Stoves gave the action stations signal to his three tanks standing along both sides of the road to the airfield of Pushkin, ordered his own tank-driver to move behind a shed and keep his engine running, and to provide cover towards the south. He then inspected the pickets outside the village of Malaya Kabosi, together with Captain von Berckefeldt.

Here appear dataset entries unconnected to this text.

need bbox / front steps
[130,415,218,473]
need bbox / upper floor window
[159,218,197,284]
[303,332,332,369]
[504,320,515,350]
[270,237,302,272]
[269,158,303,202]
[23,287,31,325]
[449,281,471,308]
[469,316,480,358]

Thick eddies of morning mist were contending with the sun. The time was 0700 hours. Sergeant Bunzel's tank, No. 612, slowly moved on to the road.

 

Suddenly, as if they had sprung from the ground, two enormous KV-2s stood in front of them. Stoves and Berckefeldt flung themselves into the roadside ditch. But at that moment came a crash. Bunzel had been on the alert. Once more his 5-cm. tank cannon barked. The leading Soviet tank stopped. Smoke began to issue from it. The second moved forward past it. This one was hit by Sergeant Gulich, whose tank, No. 614, stood on the far side of the road. The very first shell scored a direct hit. The crew of the KV-2 baled out.